A logic utens consists of the habits of inference that embody such principles.
Those principles are subject to criticism precisely because they may not match
up with the laws of logic themselves. The purpose of a philosophical theory of
logic (i.e., a logica docens) is to build on the criticism of our common sense
principles for the sake of arriving at a more adequate theoretical
representation of the truth concerning the real laws that govern the logical
relations between such facts.
As such, we can distinguish between the principles embodied in our logica utens
and the principles embodied in a philosophical theory of logic--and either or
both of these may deviate in some respects from the real laws of logic.
This distinction is at the root of the classification of genuine triadic
relations in "The Logic of Mathematics, an attempt to develop my categories
from within". In this classificatory scheme, the laws of logic function as laws
of fact insofar as they govern those facts directly, and they are in a
genuinely triadic relation to the actual facts and those that are possible
(i.e., in the future).
The principles of logic, on the other hand, function as symbolic
representations that govern the self-controlled growth of our understanding.
The principles of logic, Peirce points out, do not govern brute facts with mere
necessity. Rather, they function as imperatives that dictate how we ought to
think. As such, the principles of logic differ from the laws of logic insofar
as they are in thoroughly genuine triadic relations to the premisses and
conclusions that are part of our inquiries. The principles that govern our
deductive inferences are capable of growth even if the laws of deductive logic
are, in some sense, necessary laws.
Yours,
Jeff
Jeffrey Downard
Associate Professor
Department of Philosophy
Northern Arizona University
(o) 928 523-8354
________________________________
From: Jon Alan Schmidt <jonalanschm...@gmail.com>
Sent: Tuesday, August 4, 2020 6:59 PM
To: s...@bestweb.net
Cc: peirce-l@list.iupui.edu; ahti-veikko.pietari...@ttu.ee;
francesco.belluc...@unibo.it; cdw...@iupui.edu; martin.irv...@georgetown.edu;
Gary Richmond
Subject: [PEIRCE-L] Re: Philosophy of Existential Graphs (was Peirce's best and
final version of EGs)
John, All:
JFS: I sent a complete analysis of these issues to you and others on the CC
list.
Any analysis of these issues that treats cuts/shading as primitive in EGs,
rather than derived from the scroll, is incomplete.
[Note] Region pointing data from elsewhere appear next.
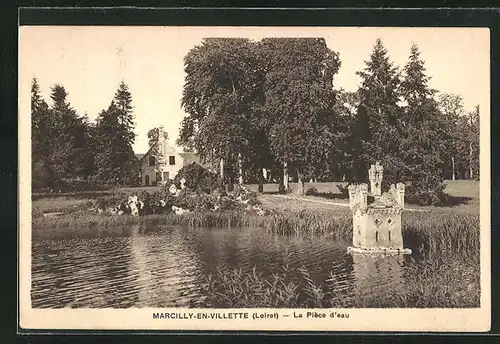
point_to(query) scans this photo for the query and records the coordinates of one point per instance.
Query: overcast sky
(90, 62)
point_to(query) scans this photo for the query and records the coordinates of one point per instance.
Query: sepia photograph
(271, 178)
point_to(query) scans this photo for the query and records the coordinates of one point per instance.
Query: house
(163, 161)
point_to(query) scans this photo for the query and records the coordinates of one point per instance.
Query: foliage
(312, 191)
(197, 178)
(218, 97)
(376, 126)
(298, 92)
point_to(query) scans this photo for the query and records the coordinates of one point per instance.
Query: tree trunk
(300, 181)
(240, 170)
(286, 183)
(470, 161)
(452, 168)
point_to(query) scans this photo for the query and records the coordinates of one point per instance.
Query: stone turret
(377, 216)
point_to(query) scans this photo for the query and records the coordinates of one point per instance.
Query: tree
(123, 102)
(66, 138)
(41, 172)
(153, 136)
(376, 124)
(114, 159)
(298, 91)
(342, 152)
(452, 110)
(420, 134)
Peirce himself never
claims in R 670 or in RL 231 to be giving a complete analysis or explanation of
EGs.
JFS: In response to the other comments in your recent note, I'll reply with a
copy of Peirce's comments about scrolls in L231: " ", AKA silence.
An argument from silence is always logically weak, in this case especially so
since Peirce elsewhere explicitly denies that a consequence is a composite of
two negations and explicitly derives the cut from the scroll with a blackened
inner close. Again, I am not at all questioning the value of shading as a
simpler and more iconic improvement over thin lines for representing these
relations. In fact, according to what seems to be Peirce's very first
introduction of shading in EGs ("blue tint"), written five years earlier than R
670 and RL 231, it is precisely what revealed to him that "if A then B" is not
strictly equivalent to "not (A and not-B)."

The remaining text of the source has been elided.